Pancreatic cancer is especially strongly associated with thrombosis; it is historically linked to Trousseau's syndrome and a number of studies looking for occult malignancy in patients with idiopathic deep vein thrombosis place pancreatic cancer among the most frequently found. One study found evidence of thrombosis in 30% of patients who died from pancreatic cancer, the incidence rising to over 50% in those with tumour in the body or tail of the pancreas.3 4 However, clearly not all patients with venous thromboembolic disease have cancer, and doubt exists about the prognostic significance of an idiopathic venous thrombosis, as well as over the extent to which an occult malignancy should be pursued.

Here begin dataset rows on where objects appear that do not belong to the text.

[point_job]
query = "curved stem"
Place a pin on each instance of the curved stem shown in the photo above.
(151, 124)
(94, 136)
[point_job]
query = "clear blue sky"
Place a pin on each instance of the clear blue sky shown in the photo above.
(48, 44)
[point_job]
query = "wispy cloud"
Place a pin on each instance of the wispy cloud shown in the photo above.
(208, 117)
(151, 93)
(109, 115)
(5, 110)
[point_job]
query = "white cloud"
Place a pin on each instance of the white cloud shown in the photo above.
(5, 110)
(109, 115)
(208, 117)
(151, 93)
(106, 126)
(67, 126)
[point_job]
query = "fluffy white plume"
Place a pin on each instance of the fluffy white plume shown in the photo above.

Studies place the percentage of cancers detectable after thorough history taking and examination on presentation with deep vein thrombosis between 50% and 75% of all cancers detected within six months to one year after positive venography. Analysis of cancers detected during a subsequent admission within six months of positive venography suggests that earlier diagnosis (for example, at the time of venography), and therefore more intensive investigation, would only benefit a small number of patients.3 5 6

This is because a number of the tumours were asymptomatic, and were detected at necropsy in patients who died from co-morbid conditions, and because the more strongly associated cancers, such as pancreas and liver, are generally incurable, earlier diagnosis only increasing lead time.3 5 6

This case is particularly unusual in that the axillary vein thromboses were bilateral, and had been present subclinically for some time, as evidenced by the extensive collateral formation.

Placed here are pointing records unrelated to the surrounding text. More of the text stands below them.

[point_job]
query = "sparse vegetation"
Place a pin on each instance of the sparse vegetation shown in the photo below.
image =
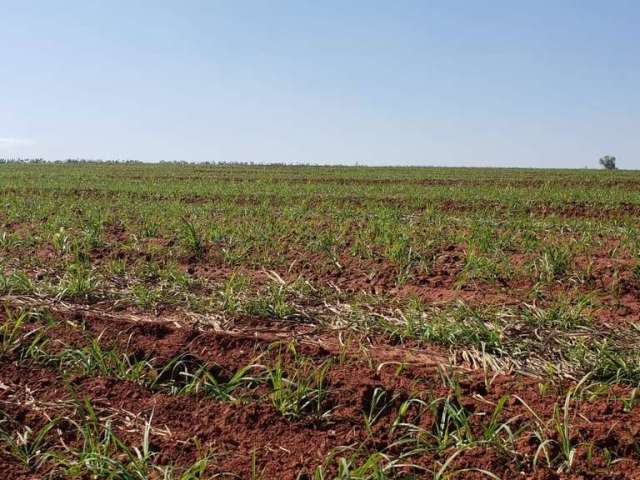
(214, 321)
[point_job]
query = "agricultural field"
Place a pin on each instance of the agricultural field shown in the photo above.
(276, 322)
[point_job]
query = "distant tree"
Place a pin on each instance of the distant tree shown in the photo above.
(608, 162)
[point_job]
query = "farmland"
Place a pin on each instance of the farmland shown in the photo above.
(259, 322)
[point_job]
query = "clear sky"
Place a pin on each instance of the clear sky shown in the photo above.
(537, 83)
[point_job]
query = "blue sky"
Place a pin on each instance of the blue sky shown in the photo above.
(472, 83)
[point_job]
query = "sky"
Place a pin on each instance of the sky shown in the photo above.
(538, 83)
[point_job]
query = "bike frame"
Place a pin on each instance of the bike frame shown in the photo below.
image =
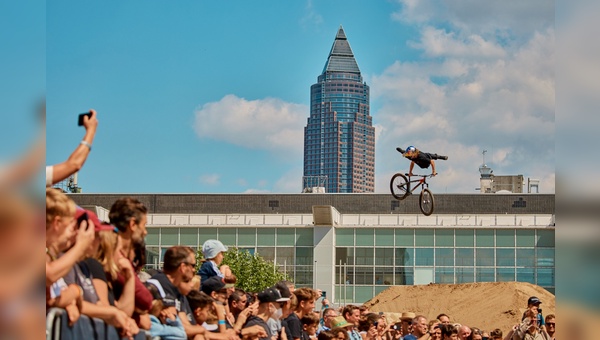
(420, 182)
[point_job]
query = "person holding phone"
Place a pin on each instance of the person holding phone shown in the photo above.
(58, 172)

There remains debate in the literature about whether certain types of thromboses have more prognostic significance than others. It may be that patients with recurrent thromboses during anticoagulation, or unusual thromboses such as the ones we have described, warrant a more aggressive search for a possible malignancy.

Final diagnosis

Bilateral axillary vein thrombosis associated with pancreatic cancer.